If it’s good enough, why should we care?

Despite the fact that it quite loudly betrays my inability to just relax and let things go, I find it easy to get excited or worked up over or distracted by things that most people would not give a second thought to. I can’t tell you how many times I’ve felt kind of offended by clearly canned content on a website or disgusted by a bad font choice on some billboard. Disgusted… offended… pretty strong words, for sure, but I do feel these things on a visceral level. And, after being so smitten with Ben Sesar’s comment that “all practice strives to be creative in the moment,” I’ve been thinking hard about why it’s important to strive for creativity even when going about tasks that seem routine.

Marketing email from Sony on behalf of Brad PaisleySo when I got a marketing email earlier this month, with the subject line “Download Brad Paisley’s Wheelhouse for only $6.99 this Father’s Day”, (partially because I’m an email marketing geek, and partially because my husband’s job means I’m insatiably interested in what the Plaid Paisley operation does with anything digital), I immediately wanted to see what they’d done (screenshot on your right).

I’ll give you second to be disappointed.

Okay… over it? I’m still kinda not, which is why I’m making you look at it.

First, let me say how much I LOVE the album artwork (used at the top of the email, thanks in part, I believe, to Ben Enos), as well as the job that the folks at Idea Den have done on BradPaisley.com to support the album. It looks AHHHHMAZING. So it rattled me when the email (which has a really great, strong Call To Action as the subject line, and is totally focused within the content – there’s no question what you should do and why you should do it) looked so… blah.
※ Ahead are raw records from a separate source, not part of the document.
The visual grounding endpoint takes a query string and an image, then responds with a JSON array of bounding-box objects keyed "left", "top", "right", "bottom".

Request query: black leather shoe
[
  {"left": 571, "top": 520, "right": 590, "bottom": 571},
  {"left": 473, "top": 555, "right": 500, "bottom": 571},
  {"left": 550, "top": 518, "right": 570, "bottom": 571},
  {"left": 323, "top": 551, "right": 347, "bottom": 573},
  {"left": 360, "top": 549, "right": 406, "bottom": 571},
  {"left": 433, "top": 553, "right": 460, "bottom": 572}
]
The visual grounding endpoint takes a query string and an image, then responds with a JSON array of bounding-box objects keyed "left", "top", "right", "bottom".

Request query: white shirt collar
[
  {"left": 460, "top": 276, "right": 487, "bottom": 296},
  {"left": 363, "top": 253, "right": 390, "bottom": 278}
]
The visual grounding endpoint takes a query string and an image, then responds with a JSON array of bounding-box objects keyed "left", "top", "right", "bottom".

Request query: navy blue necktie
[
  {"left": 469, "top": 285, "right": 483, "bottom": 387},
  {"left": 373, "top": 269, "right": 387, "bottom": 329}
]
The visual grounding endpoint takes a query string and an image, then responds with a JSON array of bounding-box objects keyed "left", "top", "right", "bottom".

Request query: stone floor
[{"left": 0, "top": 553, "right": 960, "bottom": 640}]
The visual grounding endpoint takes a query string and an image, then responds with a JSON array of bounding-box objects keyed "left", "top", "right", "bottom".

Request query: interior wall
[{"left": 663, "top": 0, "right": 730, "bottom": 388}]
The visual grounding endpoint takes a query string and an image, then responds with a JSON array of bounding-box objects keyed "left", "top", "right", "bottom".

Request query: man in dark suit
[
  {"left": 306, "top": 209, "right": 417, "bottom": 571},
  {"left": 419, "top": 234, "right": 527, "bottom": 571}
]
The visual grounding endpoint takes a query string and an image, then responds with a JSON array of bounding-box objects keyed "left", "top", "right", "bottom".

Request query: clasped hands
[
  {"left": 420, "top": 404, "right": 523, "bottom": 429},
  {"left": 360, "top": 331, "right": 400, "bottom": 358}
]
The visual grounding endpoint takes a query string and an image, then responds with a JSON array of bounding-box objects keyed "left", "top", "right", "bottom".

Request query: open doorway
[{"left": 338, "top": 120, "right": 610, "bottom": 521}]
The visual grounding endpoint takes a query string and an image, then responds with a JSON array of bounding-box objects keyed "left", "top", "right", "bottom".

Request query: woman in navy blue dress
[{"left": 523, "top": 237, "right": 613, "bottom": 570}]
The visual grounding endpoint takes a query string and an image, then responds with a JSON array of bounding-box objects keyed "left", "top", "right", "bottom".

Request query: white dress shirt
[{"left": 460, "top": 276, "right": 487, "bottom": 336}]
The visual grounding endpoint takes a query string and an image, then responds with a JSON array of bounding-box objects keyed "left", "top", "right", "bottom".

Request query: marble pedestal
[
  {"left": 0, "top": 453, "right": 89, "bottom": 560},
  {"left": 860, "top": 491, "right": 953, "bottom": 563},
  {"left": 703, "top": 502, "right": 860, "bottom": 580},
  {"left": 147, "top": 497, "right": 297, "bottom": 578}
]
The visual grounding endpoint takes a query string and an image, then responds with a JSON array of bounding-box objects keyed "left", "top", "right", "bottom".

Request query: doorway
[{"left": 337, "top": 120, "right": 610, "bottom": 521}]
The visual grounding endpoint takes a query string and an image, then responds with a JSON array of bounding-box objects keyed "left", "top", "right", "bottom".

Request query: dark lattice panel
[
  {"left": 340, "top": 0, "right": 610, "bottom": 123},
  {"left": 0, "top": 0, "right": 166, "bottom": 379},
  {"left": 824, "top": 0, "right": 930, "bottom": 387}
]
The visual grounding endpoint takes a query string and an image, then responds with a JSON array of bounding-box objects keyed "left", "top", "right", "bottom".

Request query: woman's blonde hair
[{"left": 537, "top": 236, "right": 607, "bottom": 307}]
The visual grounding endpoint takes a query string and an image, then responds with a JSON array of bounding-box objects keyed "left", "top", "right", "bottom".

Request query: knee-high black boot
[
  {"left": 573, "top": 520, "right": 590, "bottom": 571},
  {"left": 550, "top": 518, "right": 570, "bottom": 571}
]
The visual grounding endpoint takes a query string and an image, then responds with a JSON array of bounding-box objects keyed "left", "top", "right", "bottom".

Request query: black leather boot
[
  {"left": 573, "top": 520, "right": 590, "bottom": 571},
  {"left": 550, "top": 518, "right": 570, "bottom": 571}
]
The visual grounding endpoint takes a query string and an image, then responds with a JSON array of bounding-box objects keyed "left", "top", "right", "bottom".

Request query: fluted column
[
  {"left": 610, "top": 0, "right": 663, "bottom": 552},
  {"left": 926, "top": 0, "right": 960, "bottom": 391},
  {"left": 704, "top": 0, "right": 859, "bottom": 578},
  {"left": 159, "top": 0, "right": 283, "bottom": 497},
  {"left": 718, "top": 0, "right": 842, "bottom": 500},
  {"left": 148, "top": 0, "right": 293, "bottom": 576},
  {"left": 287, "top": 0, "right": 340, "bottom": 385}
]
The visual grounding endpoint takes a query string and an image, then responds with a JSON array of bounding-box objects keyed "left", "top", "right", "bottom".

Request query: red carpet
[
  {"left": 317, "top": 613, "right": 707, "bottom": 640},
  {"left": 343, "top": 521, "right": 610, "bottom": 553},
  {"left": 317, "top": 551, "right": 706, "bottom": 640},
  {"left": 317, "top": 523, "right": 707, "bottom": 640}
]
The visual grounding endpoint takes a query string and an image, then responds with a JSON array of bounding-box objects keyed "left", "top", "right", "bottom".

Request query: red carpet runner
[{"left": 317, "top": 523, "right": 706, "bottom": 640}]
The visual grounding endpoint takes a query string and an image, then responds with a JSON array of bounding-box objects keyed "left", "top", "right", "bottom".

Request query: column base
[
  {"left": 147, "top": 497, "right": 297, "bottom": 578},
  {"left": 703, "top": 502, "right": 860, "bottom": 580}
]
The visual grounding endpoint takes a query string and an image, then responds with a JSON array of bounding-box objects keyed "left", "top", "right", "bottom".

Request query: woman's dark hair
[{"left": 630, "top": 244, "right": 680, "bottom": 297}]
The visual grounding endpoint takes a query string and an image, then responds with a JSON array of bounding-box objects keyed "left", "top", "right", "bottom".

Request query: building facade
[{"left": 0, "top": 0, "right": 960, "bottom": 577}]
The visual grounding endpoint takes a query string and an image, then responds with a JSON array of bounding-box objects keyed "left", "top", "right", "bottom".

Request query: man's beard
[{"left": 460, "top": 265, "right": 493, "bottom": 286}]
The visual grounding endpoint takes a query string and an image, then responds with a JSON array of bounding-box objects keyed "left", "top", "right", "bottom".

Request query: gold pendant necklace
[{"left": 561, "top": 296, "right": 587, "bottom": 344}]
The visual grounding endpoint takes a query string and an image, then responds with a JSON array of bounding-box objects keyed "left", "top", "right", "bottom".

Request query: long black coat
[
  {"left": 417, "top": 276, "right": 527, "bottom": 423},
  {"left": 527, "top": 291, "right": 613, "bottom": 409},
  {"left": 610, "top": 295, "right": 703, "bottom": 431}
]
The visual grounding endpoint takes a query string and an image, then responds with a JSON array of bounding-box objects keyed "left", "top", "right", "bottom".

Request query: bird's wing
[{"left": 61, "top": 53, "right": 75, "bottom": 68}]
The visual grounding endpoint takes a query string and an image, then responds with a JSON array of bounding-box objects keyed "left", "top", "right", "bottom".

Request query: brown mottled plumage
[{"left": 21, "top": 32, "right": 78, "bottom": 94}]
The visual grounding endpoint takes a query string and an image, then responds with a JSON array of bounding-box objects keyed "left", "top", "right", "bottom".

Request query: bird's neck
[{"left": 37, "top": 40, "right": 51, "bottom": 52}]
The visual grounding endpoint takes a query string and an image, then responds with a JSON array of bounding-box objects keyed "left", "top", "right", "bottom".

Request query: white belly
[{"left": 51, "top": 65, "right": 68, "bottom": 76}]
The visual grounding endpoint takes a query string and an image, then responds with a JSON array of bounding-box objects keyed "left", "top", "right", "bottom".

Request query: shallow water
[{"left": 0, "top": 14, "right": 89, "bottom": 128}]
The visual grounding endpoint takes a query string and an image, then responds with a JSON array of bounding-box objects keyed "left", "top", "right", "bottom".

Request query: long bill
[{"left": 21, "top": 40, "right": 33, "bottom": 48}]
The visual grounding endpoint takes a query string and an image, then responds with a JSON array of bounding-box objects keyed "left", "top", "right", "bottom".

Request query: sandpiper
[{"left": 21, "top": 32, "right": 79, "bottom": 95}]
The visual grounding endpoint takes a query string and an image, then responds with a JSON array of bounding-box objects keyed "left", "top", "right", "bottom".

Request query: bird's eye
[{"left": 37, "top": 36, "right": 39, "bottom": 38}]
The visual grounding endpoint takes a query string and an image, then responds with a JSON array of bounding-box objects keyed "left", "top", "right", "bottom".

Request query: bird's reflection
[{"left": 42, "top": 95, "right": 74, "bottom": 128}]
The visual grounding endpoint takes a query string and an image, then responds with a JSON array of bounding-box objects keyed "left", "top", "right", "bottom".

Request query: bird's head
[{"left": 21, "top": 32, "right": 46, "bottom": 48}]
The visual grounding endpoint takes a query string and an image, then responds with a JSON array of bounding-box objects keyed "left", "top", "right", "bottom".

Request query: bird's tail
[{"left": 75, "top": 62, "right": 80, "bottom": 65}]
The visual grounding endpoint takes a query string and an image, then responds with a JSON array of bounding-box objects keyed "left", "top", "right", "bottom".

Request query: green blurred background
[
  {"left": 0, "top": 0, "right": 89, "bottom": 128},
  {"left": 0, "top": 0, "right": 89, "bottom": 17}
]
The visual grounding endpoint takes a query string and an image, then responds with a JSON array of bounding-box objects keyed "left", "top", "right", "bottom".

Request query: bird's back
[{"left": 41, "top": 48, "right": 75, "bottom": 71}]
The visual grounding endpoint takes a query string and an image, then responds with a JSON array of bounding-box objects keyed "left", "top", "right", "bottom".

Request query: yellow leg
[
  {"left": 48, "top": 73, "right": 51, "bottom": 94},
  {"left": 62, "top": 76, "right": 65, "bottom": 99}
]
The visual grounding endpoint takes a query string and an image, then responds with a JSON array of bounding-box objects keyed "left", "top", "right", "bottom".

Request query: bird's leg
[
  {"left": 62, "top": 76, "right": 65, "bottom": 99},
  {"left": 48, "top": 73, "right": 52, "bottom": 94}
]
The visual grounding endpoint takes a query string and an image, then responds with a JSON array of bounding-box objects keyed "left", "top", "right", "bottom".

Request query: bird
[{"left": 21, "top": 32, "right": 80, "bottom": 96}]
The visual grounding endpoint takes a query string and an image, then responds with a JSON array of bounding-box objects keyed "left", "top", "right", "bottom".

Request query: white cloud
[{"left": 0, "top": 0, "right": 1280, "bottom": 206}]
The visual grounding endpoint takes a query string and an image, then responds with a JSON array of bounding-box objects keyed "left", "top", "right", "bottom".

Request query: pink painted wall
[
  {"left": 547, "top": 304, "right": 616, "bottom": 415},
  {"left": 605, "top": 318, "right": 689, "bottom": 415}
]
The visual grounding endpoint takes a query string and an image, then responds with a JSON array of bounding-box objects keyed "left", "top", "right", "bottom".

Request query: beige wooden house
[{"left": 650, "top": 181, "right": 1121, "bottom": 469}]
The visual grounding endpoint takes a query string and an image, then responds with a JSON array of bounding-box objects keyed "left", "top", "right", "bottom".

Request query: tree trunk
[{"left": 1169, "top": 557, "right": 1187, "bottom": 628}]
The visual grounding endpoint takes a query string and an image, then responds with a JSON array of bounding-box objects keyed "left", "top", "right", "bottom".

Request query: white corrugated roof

So… what’s with the crummy marketing email art? It didn’t come from Plaid Paisley, and I haven’t really looked into the individual responsible for this (Nashville’s a small enough town that I suppose I could find them), but I kind of feel like it doesn’t matter. I can’t really ascribe fault to an individual that this email is so blah, it’s more like it’s the fault of the big, corporate machine that pushes out dreck like this. Stuff that is “good enough” (and I’m sure resulted in plenty of sales), but stuff that is passionless and lacks creativity. It’s like the email version of canned content meant to improve your SEO while not really providing any actual value to the reader. It makes me feel a little icky. I’m glad that this didn’t come directly from Plaid Paisley, but I’m sad that stuff like this exists at all (especially in relation to an artist/brand – and a whole slew of talented support staff – who are doing really passionate, creative work that I care about).

One of those very passionate, talented people is Ben Sesar, who you might have read about last week – we’ve been doing website project management to help Ben create an eCommerce website for his video drum lessons, and our experience with his project stands in stark contrast to this email.

So what can be done to stop this? The answer can’t be some kind of anarchist call for the destruction of big business. There’s got to be some way to change the structure from within, right… at least for people who need it? Or is the only answer to strike out on our own, to freelance and network and start small companies where we’re allowed to find creativity in our practice?

All I can say is that this is what keeps me plugging away to grow BIPI into a healthy little business – the hope that for whatever problems come my way, I might find a way for them to be solved creatively and elegantly. I’m possibly crazy and a little OCD, but when I care about the brand, it makes me want to care about the marketing email art, too.